Phil 145, Week 12

Learning to Improve Decision Making

Why people fail to learn

1. Data are ambiguous and can be interpreted in more than one way.

We fail to see the role of chance and overestimate degree of control.

2. Rationalization (motivated inference)

We distort memory and make self-serving explanations in order not to blame ourselves.

Our successes are due to skill, our failures to bad luck.

Overcome rationalization by:

3. Hindsight bias - you knew it all along.

Overcome by keeping a judgment diary so you can see what you were really thinking.

Improving feedback to improve decisions

1. Avoid missing feedback (absent data, confirmation bias)

2. Avoid entwined feedback, i.e. feedback confused by

3. Do a regular learning analysis to indicate what you have learned from missing feedback.

4. Experiment and design feedback so you can learn from mistakes. Do statistical experiments.

5. Scrutinize the decision making process, making sure that you didn't do the right thing for the wrong reason.

Changing your way of deciding

Do a decision audit to evaluate how you make decisions

1. Reevaluate your use of time, making sure you are spending enough time in each part of the process: framing, gathering intelligence, coming to conclusions, and learning from experience.

2. Audit your decisions looking for ones with good and bad results.

3. Look to see what decision traps you fell into, i.e. what error tendencies you succumbed to.

4. Have groups do decisions audits too.

Error tendencies

Fooling yourself about feedback (Russo, ch. 8)

Tendency to fail to learn from experience because of motivated inference or hindsight bias.

Not keeping track (Russo, ch. 9)

Tendency not to keep systematic records that would make it possible to learn from past decisions.

Failure to audit your decision process (Russo, ch. 10)

Tendency not to monitor your decision making in an organized fashion that would identify errors.

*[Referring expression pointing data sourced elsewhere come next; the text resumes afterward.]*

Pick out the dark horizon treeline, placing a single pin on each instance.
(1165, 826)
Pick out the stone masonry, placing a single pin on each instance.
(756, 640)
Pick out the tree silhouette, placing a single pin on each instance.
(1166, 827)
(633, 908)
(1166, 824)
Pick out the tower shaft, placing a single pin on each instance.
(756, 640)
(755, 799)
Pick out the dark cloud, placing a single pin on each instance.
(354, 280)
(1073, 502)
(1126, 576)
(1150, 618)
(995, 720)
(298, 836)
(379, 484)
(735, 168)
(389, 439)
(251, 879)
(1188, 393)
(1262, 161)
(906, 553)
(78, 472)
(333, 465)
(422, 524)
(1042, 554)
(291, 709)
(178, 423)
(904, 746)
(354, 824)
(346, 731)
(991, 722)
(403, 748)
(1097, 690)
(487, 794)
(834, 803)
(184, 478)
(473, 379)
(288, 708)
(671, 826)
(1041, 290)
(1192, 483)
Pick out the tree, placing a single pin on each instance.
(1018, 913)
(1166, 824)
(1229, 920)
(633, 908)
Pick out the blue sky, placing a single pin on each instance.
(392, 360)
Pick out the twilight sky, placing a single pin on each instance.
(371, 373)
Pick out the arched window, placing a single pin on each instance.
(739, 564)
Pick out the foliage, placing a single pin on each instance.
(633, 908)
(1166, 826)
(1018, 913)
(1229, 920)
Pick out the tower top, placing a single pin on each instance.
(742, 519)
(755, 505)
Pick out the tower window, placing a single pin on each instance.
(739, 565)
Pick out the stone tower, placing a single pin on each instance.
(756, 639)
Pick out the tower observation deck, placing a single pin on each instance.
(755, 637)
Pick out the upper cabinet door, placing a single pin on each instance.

Appendix: Michael Webster on fraud

What makes people susceptible to fraud?

1. People are not aware of frequent scams presented as business opportunities. They do not realize that these scams are often advertised in reputable newspapers.

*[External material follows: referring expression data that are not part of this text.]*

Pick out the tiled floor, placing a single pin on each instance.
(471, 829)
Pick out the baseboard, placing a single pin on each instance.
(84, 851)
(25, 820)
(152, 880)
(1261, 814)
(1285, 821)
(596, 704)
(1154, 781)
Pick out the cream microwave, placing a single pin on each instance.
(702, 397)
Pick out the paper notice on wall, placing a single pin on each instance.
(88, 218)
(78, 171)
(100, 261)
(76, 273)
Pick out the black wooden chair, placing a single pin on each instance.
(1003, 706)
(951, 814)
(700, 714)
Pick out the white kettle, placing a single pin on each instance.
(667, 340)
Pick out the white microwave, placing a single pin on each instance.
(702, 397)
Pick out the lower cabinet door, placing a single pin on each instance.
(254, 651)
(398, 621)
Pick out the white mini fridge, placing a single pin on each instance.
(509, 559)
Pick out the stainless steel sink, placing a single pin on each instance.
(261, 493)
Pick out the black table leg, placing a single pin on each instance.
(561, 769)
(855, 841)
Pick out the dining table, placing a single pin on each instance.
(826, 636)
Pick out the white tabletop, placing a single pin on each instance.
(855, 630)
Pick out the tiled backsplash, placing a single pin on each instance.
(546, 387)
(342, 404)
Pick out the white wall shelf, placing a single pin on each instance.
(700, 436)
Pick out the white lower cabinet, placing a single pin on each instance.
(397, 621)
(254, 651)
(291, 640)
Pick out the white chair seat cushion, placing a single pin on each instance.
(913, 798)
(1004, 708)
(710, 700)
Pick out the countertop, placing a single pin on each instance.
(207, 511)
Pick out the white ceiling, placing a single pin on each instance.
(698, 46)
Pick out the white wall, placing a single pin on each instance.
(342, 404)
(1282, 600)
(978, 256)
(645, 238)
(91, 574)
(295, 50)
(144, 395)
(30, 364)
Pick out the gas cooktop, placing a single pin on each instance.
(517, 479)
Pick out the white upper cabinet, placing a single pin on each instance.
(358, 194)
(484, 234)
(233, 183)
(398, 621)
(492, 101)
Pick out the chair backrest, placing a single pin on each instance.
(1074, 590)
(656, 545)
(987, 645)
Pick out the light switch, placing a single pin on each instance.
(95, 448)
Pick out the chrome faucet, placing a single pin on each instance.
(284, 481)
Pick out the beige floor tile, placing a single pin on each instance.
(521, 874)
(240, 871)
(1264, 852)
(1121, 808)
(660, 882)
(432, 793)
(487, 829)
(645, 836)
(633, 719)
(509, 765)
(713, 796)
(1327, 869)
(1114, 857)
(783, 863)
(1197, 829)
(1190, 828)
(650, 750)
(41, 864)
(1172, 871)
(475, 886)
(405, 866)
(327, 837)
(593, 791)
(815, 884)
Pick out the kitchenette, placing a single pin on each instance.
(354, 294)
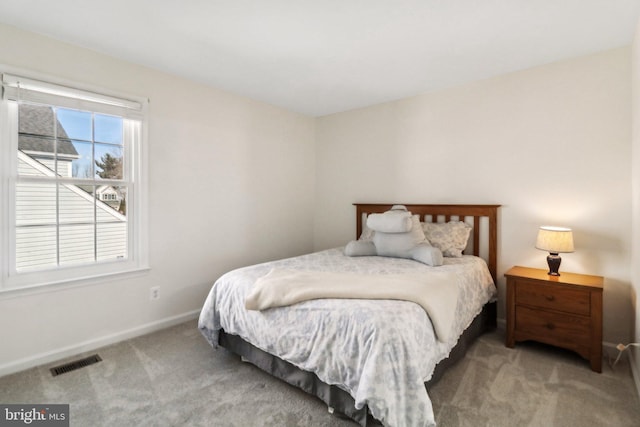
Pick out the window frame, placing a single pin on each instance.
(46, 90)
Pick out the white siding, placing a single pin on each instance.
(80, 219)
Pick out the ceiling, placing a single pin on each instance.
(319, 57)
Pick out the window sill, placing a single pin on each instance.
(65, 284)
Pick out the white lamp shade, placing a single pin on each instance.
(555, 239)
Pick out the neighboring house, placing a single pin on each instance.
(57, 225)
(109, 195)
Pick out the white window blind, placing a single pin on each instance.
(73, 170)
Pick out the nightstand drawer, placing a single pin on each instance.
(553, 328)
(553, 297)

2. Confirmation bias: People respond to claims about business opportunities by trying to confirm them, rather than by trying to find evidence that would refute the claims.

3. Anchoring: People discount claims about how much money they can make from a business opportunity, but they are anchored by the very high claims made by the advertisers so that they do not discount the claims enough. Most new businesses lose money.

4. Motivated inference: People want to believe that they can make money out of the business opportunity, so they do not ask critical questions. Partners may succumb to groupthink.